I would like to take this chance.
I would like to give you this chance.
That idea of creating space to feed and be fed is at the heart of so much of Alison’s work.
I left that day at Scratch with two finished loaves, dough to bake the following day, and my own tiny jar of Lulu to care and nurture at home. More importantly, I left feeling cared for – nourished in heart and soul.
We all need sustenance. And we can learn so much about love both by feeding others and allowing them to nurture us in kind. What it really comes down to, I think, is honoring the life-threads that tie us together, no matter how fragile or frayed. Sometimes, we are the unwashed beggar standing with our empty bowl, hoping that someone will take a chance and fill it. Other times, we are the bakers, shaping dough, creating communion, offering bread to those who need it most.
Strengthen and rest, rest and strengthen. Feed and be fed. In these simple, magical acts is proof of so many things: how we create, how we live, how (and why) we love.
Santé, Salud, Prost.
Kate
Alison’s Sourdough Spelt Bread
(Based on a recipe from Sarah Owens).
Leaven
20 g refreshed sourdough starter
90 g water
90 g whole spelt flour
Scald
80 g whole spelt flour
120 g boiling water
Dough
600 g water
50 g maple syrup or honey
20 g fine sea salt
820 g whole spelt flour
1. Make the leaven in a large bowl, cover, and allow to ferment at room temperature for 8-12 hours.

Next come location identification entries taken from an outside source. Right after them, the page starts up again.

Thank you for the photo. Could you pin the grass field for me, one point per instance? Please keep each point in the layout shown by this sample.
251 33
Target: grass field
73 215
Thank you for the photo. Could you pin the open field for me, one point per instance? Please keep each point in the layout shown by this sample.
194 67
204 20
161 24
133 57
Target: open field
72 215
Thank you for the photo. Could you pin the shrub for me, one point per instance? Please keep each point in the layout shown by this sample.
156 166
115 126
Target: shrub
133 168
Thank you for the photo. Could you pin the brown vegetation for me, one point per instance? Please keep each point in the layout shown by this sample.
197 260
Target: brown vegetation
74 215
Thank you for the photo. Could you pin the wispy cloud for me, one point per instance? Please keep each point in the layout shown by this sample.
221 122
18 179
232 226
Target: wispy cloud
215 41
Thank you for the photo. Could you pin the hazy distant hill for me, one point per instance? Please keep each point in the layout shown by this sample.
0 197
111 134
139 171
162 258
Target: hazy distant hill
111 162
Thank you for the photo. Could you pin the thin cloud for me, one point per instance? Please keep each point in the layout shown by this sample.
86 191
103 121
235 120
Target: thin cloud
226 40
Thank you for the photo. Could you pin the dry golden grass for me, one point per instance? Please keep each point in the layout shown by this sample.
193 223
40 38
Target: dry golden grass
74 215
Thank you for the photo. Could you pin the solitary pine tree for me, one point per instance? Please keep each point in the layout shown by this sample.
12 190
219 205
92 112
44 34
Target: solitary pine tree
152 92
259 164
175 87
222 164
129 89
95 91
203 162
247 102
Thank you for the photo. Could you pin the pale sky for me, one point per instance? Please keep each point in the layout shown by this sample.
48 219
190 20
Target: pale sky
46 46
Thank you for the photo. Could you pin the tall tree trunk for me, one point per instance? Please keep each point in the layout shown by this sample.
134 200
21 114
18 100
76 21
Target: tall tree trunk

2. About two hours before mixing the dough, prepare the scald by combining the boiling water and flour. Stir to combine, cover, and allow to sit at room temperature.
3. Mix the dough by adding the scald, leaven, and other ingredients. Using your hands, mix and squeeze the dough in a circular motion until it is well combined. The dough will be shaggy and feel lax. Cover and allow to rest for about 20 minutes.
4. Continue with bulk fermentation. Allow the dough to ferment for about 2 hours. Every 30 minutes, stretch and fold the dough. As you do, the dough will progress from a shaggy mass to a more lively character.
5. Pre-shape the loaves. Using a bowl-scraper, remove the dough from its bowl. Divide it in half, and fold each half into a cigar shape. Allow the dough to rest for 10 minutes, or until it visibly relaxes.
6. Final shape the dough. Using a bench scraper, roll and tuck the dough repeatedly to add tension, gradually working it into a circular shape. Gently place the dough into a bowl or tin.
7. Final proof. Cover the dough and allow to proof at a warm temperature for about 2-3 hours. Always watch the dough, rather than the clock.
8. Preheat your oven to 475F. Place a large Dutch oven on a center rack to preheat as well. Gently transfer the dough to the Dutch oven. Bake for 20 degrees covered, then remove the cover and finish baking for another 20 minutes.
I love the Mary Oliver - Paulus Berensohn connection. I took several clay classes with Laurie Adams years ago and he was her teacher and friend. She died in 2017. Laurie became my friend and these days I want to talk to her often.
She taught me so much.
What is your understanding of this because I want sourdough bread but an avoid gluten.